Des plumes lui poussaient dans le dos, arracha sauvagement sa peau d'où jaillissait le liquide bordeaux et amer qui s'étalait sur le béton. Les plumes s'étendirent sur une plus grande longueur, poussant sur un pilier osseux, elles finirent par stopper leurs mouvements. Chacune avait pris sa place, chacune s'était immobilisée, l'ange de la mort, regard vide, cigarette au bec, pendentif en forme de croix arraché dans la main, il le laissa glisser sur le long de son bras, une tombée lente s'en suivie, il rejoignit le sol et s'éclatant brutalement. Londres est si beau la nuit, Londres est la seule ville que j'aime. Il se répétait, tentait de se dissuader. Mais au fond il savait très bien qu'il ne mourrait jamais, que tout ça n'allait jamais s'arrêter, qu'il allait être immortel jusqu'à la fin de la vie de la pauvre terre.
Cet ange de la mort au regard vide et accroc à la nicotine, cette drogue si bonne et si miraculeuse... transperça sa sphère, à l'aide de la lame, lamentablement elle s'écroula autour de lui, explosant en milles et un morceau, lamentablement, elle le libéra de ce poids, de ce lourd fardeau, de cette haine qu'il avait emmagasiné. Une main lumineuse s'approcha de son épaule, la maîtresse de la main s'assit juste aux côtés de lui, réceptionnant son épaule comme coussin. Ensemble ils scrutèrent les étoiles qui apparaissaient, ensemble ils firent disparaître les fausses lumières, même si Londres était si beau. Londres était bien plus beau en compagnie de la danse mélancolique et charmante de la lune qui abritait un petit d'homme munit d'une canne à pêche pour pêcher les étoiles, et d'un chapeau car ça le rendait plus beau, en pleine harmonie avec la farandole de lumières beaucoup plus belles et naturelles.

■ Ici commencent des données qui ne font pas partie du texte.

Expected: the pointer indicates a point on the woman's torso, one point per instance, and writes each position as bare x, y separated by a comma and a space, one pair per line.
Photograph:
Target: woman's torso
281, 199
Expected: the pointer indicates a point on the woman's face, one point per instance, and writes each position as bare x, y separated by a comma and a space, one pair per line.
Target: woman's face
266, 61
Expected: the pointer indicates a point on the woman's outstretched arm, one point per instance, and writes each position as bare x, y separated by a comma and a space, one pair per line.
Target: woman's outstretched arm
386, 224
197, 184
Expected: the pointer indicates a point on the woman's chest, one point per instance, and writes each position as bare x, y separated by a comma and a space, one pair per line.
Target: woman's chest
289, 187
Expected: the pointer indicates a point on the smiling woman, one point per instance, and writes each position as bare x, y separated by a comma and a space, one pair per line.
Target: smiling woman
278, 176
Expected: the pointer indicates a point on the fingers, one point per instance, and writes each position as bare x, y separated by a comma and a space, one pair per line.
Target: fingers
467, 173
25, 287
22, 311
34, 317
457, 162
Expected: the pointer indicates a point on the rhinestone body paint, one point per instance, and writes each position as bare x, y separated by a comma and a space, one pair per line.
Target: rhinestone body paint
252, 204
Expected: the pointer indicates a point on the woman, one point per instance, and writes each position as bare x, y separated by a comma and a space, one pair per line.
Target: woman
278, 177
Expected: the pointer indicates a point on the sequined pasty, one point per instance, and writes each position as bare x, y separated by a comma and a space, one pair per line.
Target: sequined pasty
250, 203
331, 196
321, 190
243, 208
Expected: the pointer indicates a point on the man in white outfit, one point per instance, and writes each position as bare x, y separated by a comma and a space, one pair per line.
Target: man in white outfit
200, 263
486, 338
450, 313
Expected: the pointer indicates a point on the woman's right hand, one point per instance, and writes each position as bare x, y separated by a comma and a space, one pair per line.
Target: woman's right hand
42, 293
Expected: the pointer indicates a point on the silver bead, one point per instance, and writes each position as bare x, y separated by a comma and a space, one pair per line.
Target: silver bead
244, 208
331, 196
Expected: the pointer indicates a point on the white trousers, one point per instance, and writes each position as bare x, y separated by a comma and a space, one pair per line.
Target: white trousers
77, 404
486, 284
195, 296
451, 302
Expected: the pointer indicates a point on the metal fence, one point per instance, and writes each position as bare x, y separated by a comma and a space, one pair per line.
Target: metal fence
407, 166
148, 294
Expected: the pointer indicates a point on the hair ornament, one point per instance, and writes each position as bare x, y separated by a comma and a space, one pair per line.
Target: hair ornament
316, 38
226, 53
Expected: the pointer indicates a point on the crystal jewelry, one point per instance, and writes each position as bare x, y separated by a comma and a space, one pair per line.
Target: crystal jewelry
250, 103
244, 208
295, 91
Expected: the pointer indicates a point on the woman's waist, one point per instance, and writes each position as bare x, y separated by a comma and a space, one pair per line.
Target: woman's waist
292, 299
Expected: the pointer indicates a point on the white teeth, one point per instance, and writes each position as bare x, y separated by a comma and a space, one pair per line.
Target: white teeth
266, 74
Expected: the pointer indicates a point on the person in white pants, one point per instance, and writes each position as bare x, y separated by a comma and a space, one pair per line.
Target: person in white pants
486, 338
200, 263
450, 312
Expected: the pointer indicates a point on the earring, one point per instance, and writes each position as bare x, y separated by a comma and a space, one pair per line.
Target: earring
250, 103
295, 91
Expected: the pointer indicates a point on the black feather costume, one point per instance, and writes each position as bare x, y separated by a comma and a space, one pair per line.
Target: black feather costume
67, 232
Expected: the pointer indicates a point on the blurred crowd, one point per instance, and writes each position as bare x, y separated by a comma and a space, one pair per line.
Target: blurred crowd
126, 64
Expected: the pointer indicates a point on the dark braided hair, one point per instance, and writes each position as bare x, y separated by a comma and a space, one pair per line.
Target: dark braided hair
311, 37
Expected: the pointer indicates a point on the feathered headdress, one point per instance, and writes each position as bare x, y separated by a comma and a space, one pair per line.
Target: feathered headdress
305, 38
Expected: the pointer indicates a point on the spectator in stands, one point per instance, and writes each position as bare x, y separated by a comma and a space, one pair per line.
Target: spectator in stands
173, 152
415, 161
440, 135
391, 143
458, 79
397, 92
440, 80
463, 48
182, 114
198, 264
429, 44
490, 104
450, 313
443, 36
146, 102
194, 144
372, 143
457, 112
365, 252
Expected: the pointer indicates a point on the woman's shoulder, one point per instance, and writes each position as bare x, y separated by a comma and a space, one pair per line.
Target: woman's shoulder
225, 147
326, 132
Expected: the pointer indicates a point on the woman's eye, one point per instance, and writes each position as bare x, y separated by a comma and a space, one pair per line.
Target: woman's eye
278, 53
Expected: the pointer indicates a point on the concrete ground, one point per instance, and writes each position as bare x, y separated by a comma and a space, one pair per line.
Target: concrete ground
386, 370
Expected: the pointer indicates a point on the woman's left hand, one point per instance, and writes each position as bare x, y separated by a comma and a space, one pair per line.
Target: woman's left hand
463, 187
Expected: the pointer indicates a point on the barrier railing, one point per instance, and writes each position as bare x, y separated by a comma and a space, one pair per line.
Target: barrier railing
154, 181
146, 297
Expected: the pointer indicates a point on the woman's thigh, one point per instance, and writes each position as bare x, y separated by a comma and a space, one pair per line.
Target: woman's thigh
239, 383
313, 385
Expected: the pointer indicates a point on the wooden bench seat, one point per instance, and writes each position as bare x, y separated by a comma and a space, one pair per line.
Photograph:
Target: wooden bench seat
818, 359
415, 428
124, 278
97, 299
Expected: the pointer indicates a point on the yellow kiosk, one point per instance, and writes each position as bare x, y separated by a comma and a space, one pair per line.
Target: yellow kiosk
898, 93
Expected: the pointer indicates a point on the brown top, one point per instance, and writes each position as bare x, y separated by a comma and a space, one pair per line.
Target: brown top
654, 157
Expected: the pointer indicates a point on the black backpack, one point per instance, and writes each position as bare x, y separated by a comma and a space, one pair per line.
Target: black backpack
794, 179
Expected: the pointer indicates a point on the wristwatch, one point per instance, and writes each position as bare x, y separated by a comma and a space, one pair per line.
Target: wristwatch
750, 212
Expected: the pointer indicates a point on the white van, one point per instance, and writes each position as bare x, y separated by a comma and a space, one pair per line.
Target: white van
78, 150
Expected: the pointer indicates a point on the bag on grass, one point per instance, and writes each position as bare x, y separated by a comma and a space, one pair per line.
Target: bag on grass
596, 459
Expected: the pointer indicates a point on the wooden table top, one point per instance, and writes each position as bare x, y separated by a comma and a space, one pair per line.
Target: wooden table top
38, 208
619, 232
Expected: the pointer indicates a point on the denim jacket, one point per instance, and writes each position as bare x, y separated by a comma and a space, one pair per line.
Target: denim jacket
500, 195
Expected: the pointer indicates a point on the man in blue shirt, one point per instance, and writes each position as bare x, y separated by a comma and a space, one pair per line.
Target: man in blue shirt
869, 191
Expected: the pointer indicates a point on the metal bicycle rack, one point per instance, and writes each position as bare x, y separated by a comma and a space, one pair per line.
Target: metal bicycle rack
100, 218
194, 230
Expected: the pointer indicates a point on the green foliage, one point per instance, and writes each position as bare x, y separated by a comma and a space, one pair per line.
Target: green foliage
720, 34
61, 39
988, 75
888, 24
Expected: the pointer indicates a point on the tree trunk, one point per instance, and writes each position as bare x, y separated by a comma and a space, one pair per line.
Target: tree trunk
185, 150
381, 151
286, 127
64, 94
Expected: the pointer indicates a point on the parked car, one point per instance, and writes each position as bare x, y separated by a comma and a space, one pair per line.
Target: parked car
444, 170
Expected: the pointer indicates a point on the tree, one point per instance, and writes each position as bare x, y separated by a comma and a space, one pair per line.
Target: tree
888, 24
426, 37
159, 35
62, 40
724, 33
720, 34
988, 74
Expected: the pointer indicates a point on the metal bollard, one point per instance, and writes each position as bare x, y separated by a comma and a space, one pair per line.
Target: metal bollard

Ensemble, ils vaincront ce que personne n'a jamais réussi à vaincre, ensemble ils régneront, ensemble ils feront tout. Les ailes de la lumineuse s'éclaircirent, se libérant de son dos comme un papillon après avoir muté, des plumes blanches s'étalèrent sur le béton, se joignant à celles de l'homme. Puis soudainement, leurs ailes se mirent à battre, leurs doigts se rencontrèrent, leurs lèvres s'épousèrent dans une danse charnelle, si miraculeuse. Chacun eut sa vision des choses à ce moment-là, ce jour-là, ce soir-là, cette minute-là. On dit qu'il y avait eu une fête beaucoup trop lumineuse, et d'autres racontèrent le baiser langoureux que deux anges s'étaient échangés. Les plumes étaient des preuves qu'il avait tentés de montrer au monde entier pour déceler le secret de la Terre, mais celles-ci disparurent quelques années plus tard dans des cendres pourpres.

Mais bien sûr, tout ça n'était qu'une excuse, un mensonge qui en cachait un autre, ce même mensonge cachait une vérité que personne n'avait réussi à déceler. Il essayait de se cacher derrière des ailes, de faibles plumes qui s'éparpillaient.
Ce n'était qu'une excuse, depuis le début, une fichue excuse, dans ce merdier, dans tout ce foutoir. Finalement, il n'en restait pas moins ignoble. Il était lâche, il était inutile.
Du moins, c'est ce qu'il se racontait, c'est ce qu'il se disait pour essayer de se l'implanter dans le crâne telle une puce.